A eliminação de uns virou o pesadelo de todos: enviar e receber mensagens eletrônicas nos finais de ano. São tantas que congestionam o universo paralelo digital. Ferreira Gullar, que via poesia no impossível, talvez encontrasse lirismo nesse caos. Mas também lamentaria a perda do toque humano, do calor de um papel escrito à mão. O mesmo Gullar que escreveu que “é preciso transformar o mundo para que ele não nos destrua”.


O dia 25 de dezembro e o primeiro de janeiro criaram ruas fantasmas. Todos em casa, lendo, enviando mensagens, comendo comida requentada e curando ressaca com chá de boldo. Trabalho árduo e repetitivo em dias de limpar gavetas.


Carlos Drummond, Ferreira Gullar, Fernando Pessoa, Vinícius de Moraes e outros poetas vivos ou mortos são ressuscitados e trabalham como nunca nessas épocas. Tornam-se “pop stars” em mensagens que se repetem aos milhares, ano após ano. Se ganhassem direitos autorais, não precisariam nem da Mega da Virada. Mas, certamente, não gostariam de ver suas obras misturadas com algumas trilhas sonoras. Drummond chegou a declarar à jornalista Glória Maria, em entrevista fortuita nas ruas do Rio, que achava o Papai Noel chato. A desigualdade social o incomodava. Imagino o que diria nos dias de hoje.


Memes mil! Cartões animados, para mim, são os piores. Textos longos eu pulo. Todos pulam! Se decidíssemos ver todos, nem Cristo e nem todos os santos juntos aguentariam. Com o olhar fixo na telinha do celular, o dia 25 de dezembro e o primeiro dia do ano passam voando. Os obsessivos sofrem nessas épocas, respondendo uma a uma, cada mensagem recebida.


Sobrevivemos aos finais de ano e damos graças que 2025, após a primeira semana, já engrenou uma terceira e segue firme nas curvas do tempo. Desejar feliz ano novo depois de uma semana é gafe da brava! Portanto, não o faça! Deixe para o próximo ano e seja econômico.

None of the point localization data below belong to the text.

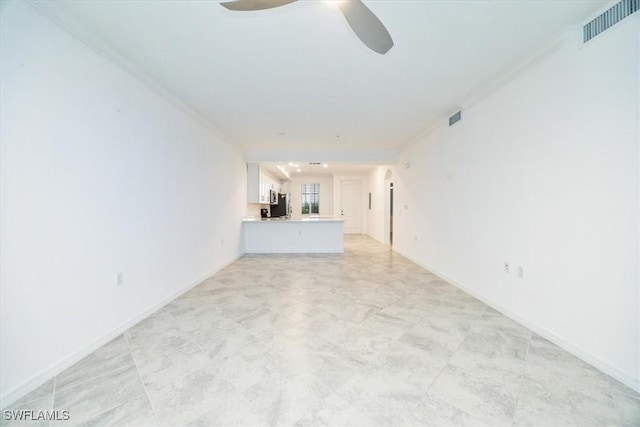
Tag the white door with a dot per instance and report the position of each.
(350, 206)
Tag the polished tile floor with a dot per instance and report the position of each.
(361, 339)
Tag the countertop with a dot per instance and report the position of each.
(307, 219)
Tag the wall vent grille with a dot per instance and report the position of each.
(455, 118)
(609, 18)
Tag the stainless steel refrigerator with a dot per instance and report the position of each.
(282, 208)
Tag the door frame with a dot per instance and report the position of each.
(337, 185)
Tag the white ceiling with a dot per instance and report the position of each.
(297, 78)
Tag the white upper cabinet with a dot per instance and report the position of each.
(259, 184)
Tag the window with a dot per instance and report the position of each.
(310, 199)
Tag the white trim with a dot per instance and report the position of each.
(624, 377)
(47, 374)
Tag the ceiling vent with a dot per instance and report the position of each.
(455, 118)
(609, 18)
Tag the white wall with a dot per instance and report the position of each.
(375, 217)
(99, 175)
(364, 197)
(326, 193)
(542, 173)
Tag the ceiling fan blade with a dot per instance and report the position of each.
(249, 5)
(366, 25)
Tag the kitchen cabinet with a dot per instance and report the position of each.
(259, 184)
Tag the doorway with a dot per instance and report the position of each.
(388, 209)
(351, 206)
(391, 213)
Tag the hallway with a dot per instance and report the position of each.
(361, 338)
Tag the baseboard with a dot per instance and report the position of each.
(624, 377)
(47, 374)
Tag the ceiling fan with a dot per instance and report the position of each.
(362, 21)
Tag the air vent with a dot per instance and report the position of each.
(455, 118)
(609, 18)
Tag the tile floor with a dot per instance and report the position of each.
(360, 339)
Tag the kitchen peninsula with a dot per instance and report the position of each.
(306, 235)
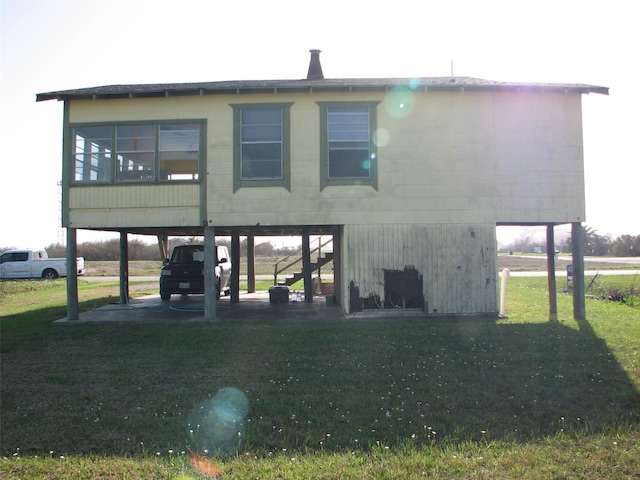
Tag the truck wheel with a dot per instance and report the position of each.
(50, 274)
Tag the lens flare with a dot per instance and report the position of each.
(399, 102)
(216, 427)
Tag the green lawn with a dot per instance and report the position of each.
(465, 398)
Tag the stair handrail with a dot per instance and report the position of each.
(277, 270)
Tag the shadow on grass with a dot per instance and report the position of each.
(128, 389)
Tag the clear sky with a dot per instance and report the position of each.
(64, 44)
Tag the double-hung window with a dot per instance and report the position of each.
(261, 145)
(347, 151)
(135, 152)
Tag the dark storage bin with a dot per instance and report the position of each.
(279, 294)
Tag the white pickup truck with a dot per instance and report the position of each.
(34, 264)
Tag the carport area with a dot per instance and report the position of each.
(254, 307)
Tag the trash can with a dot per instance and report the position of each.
(279, 294)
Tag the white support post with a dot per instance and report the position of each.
(210, 297)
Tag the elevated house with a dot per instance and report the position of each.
(410, 177)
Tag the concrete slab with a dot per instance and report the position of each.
(183, 309)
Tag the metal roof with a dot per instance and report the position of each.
(322, 85)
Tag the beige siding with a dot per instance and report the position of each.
(458, 157)
(124, 206)
(458, 263)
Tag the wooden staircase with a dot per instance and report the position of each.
(294, 258)
(315, 266)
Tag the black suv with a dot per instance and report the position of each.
(183, 273)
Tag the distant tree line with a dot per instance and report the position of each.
(594, 244)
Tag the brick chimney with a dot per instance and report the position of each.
(315, 69)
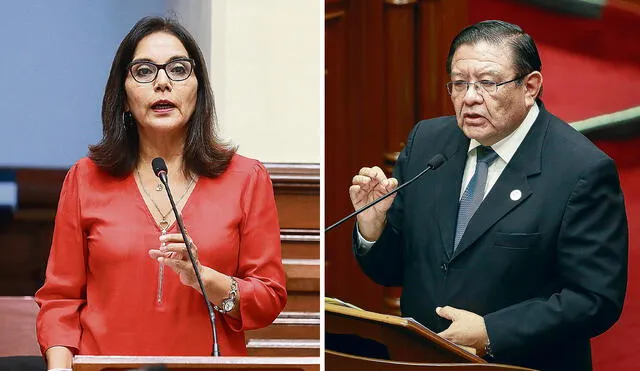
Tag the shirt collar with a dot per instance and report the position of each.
(508, 146)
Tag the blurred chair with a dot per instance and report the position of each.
(19, 348)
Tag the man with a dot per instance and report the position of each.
(517, 244)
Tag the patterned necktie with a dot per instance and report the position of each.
(473, 195)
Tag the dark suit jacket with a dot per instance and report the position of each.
(547, 271)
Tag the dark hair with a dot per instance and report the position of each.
(525, 54)
(117, 153)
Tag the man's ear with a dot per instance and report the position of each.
(533, 87)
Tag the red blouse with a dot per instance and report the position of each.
(104, 295)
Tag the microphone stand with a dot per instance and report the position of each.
(434, 163)
(212, 316)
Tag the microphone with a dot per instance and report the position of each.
(433, 164)
(160, 169)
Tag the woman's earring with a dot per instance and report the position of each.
(127, 119)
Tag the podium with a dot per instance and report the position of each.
(356, 339)
(113, 363)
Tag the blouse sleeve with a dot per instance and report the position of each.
(260, 275)
(64, 289)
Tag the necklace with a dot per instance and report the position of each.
(164, 224)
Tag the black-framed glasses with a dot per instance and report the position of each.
(461, 87)
(176, 70)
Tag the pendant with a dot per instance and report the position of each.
(163, 225)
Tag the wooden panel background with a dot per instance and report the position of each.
(296, 332)
(385, 70)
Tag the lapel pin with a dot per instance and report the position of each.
(515, 195)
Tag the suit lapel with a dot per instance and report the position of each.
(500, 200)
(447, 190)
(496, 205)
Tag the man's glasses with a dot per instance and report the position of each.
(456, 88)
(176, 70)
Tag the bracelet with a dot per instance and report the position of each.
(229, 302)
(488, 352)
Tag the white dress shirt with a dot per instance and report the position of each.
(505, 149)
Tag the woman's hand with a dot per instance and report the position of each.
(173, 253)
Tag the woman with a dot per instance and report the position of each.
(119, 280)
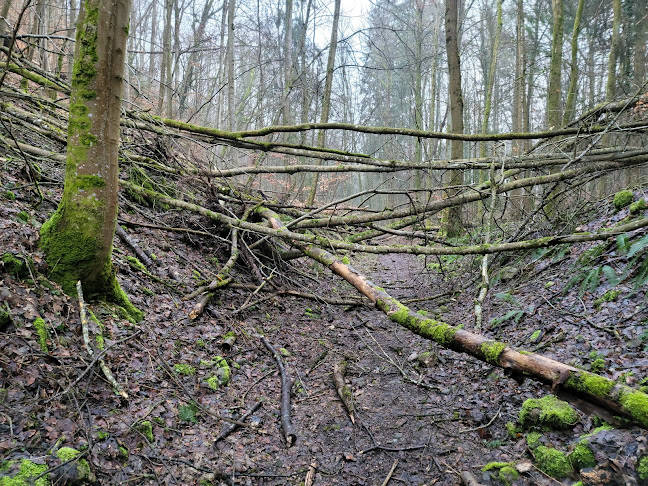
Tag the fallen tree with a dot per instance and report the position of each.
(618, 398)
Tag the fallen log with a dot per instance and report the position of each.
(286, 424)
(621, 399)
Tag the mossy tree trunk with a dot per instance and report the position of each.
(620, 399)
(610, 87)
(78, 237)
(573, 71)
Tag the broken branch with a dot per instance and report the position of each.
(286, 383)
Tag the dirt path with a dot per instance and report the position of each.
(432, 415)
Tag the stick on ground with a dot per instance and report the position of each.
(286, 424)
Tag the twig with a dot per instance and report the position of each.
(468, 479)
(390, 473)
(392, 449)
(229, 428)
(90, 366)
(484, 426)
(286, 425)
(189, 396)
(143, 257)
(310, 475)
(86, 339)
(223, 273)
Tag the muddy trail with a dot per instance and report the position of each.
(422, 414)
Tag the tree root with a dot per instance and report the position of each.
(286, 385)
(86, 339)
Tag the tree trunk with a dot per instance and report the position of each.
(165, 71)
(287, 48)
(452, 218)
(199, 33)
(77, 239)
(231, 120)
(573, 72)
(153, 40)
(641, 26)
(614, 50)
(553, 113)
(326, 100)
(490, 79)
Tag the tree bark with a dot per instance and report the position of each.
(231, 115)
(573, 71)
(641, 28)
(326, 100)
(610, 87)
(77, 239)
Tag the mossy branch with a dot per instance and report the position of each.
(86, 339)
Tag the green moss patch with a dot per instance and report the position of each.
(636, 405)
(549, 412)
(609, 296)
(492, 351)
(582, 456)
(533, 440)
(83, 472)
(222, 375)
(14, 265)
(25, 475)
(638, 206)
(184, 369)
(642, 468)
(552, 462)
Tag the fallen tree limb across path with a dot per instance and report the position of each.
(620, 399)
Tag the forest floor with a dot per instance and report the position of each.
(424, 417)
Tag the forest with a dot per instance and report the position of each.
(323, 242)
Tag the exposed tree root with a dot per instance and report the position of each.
(86, 339)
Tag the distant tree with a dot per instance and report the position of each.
(641, 28)
(573, 71)
(614, 51)
(553, 112)
(77, 239)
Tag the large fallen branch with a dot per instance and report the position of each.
(619, 398)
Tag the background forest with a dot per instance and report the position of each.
(475, 169)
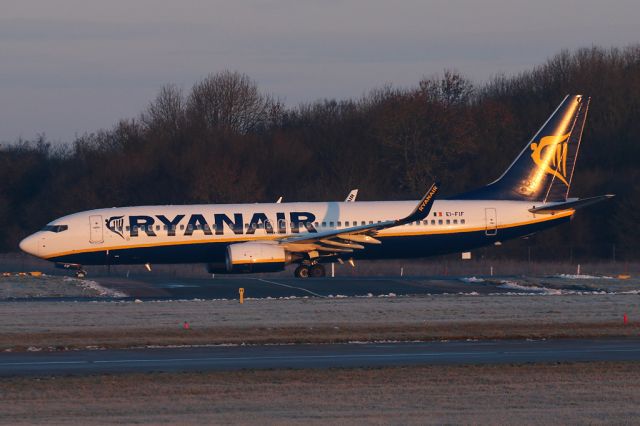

Faça como as montanhas, finja que o tempo não passa. Que você simplesmente dorme num ano e acorda no outro. Lava o rosto, escova os dentes, penteia o cabelo e segue caminhando pela vida. Vida que nunca para, exceto para dizer bom dia, boa noite e até sempre.


Como disse Fernando Pessoa, “o essencial é viver”. E viver, no meio do caos digital e do tempo que voa, é uma arte. É um poema que cada um escreve, mesmo que não perceba, nos 365 dias, 6 horas e 9 minutos, que a terra completa seu ballet em torno do sol.


Talvez, como Ferreira Gullar também disse em seu “Poema Sujo”, a poesia resida no meio da desordem, entre mensagens, montanhas e memórias. Talvez seja lá, na simplicidade da rotina, que encontramos a beleza do que somos e a esperança do que ainda podemos ser. Vida que segue, tal como as montanhas, silenciosa e forte, enquanto o tempo nos atravessa.